Controversial proposal requires air carriers to provide data on passengers entering or departing from the EU


Selena Masson speaks to data protection expert Catherine Erkelens from Bird & Bird

On 2 February 2011, the European Commission presented a proposal for an EU Passenger Name Record (PNR) Directive. The divisive proposal would require air carriers to provide EU Member States with data on passengers traveling to or from the EU, whilst guaranteeing a high level of protection of privacy and personal data.

Catherine Erkelens is a Partner in the data protection team at Bird & Bird’s Brussels office. She says there has been a call for a common EU approach to the use of passengers’ data for law enforcement purposes for years. “A prior proposal in 2007 for a Council Framework Decision had become obsolete upon entry to the Treaty on the Functioning of the European Union. The new proposal was prepared to replace the 2007 proposal, which had received some criticism for lack of sufficient protection of personal data,” she explains.

The PNR are the files created by airlines when passengers book a flight, and which are stored in the reservation and departure control databases and contain information related to the passengers’ journey: departure/return and connecting flights, seat and baggage information, travel agency used, affiliation with frequent flyer programs, payment information, also general information (such as on special services required on board). “Agreements for the transfer of PNR data are already in place between the EU and the US, Canada and Australia,” says Erkelens, adding that the EU consequently started to develop an EU policy on the subject. “The new proposal was prepared according to that policy, with consideration specifically of the data protection rights under the Council Framework Decision 2008/977/JHA of 27 November 2008 on the protection of personal data processed in the framework of police and judicial cooperation in criminal matters. As such, the proposal respects principles such as lawfulness, proportionality and purpose limitation.”

According to Erkelens, law enforcement authorities will be allowed to use PNR data only for the purpose of combating an exhaustive list of specified serious crimes. “PNR data should not be retained for a period exceeding five years, and the data must be made anonymous after 30 days. The use of sensitive data (e.g. revealing a person’s race or ethnic origin) is prohibited. The passengers shall have rights of access, rectification, erasure and blocking, a right to compensation in case of wrongful processing and a right of judicial redress,” she adds.
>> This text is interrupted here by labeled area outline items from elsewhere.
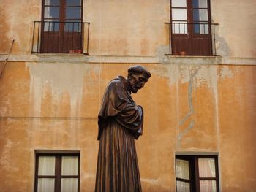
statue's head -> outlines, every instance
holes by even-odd
[[[131,86],[131,91],[136,93],[138,90],[144,87],[145,83],[151,76],[150,72],[141,66],[133,66],[128,69],[128,82]]]

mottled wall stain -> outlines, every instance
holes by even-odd
[[[31,106],[34,107],[31,114],[34,116],[40,116],[41,103],[48,91],[51,95],[49,107],[58,104],[65,95],[67,98],[67,94],[70,99],[70,115],[78,116],[81,110],[82,96],[90,91],[86,88],[83,89],[84,82],[90,81],[92,74],[100,73],[97,64],[92,66],[83,64],[27,63],[26,66],[30,73]],[[58,116],[60,112],[48,115]]]

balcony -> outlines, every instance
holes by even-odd
[[[216,23],[165,23],[168,25],[169,53],[172,55],[217,55]]]
[[[34,21],[32,53],[89,55],[90,23]]]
Erkelens points out that the Member States will have to set up a Passenger Information Unit, an authority for the prevention, detection, investigation or prosecution of the crimes, that will be responsible for collecting the PNR data from the air carriers and storing and analysing them. “Notwithstanding cost-related concerns raised by the air carriers, the proposal requests Member States to oblige them to ‘push’ the PNR data to the database of the Passenger Information Unit,” she says. “PNR data are at this moment, as under the Agreement for instance between the US and the EU, collected from the air carriers under the ‘pull’ system, whereby access is granted to the full database and airline passengers are directly accessed online. The ‘push’ system, under which the authorities must request data which the airlines then have to select and transfer, is deemed to provide better guarantees for privacy protection. This involves an obligation for the airlines to have the systems in place that comply with the technical requirements.”

Erkelens also adds that air carriers will have an obligation to inform the passengers at the time of booking a flight and at the time of purchase of a ticket about the provision of PNR data to the Passenger Information Unit. “The proposal, if adopted, will thus involve serious measures for the air carriers, deemed necessary for the protection of individuals against serious crime. The proposal tries to find the right balance between such protection and the protection of privacy rights.”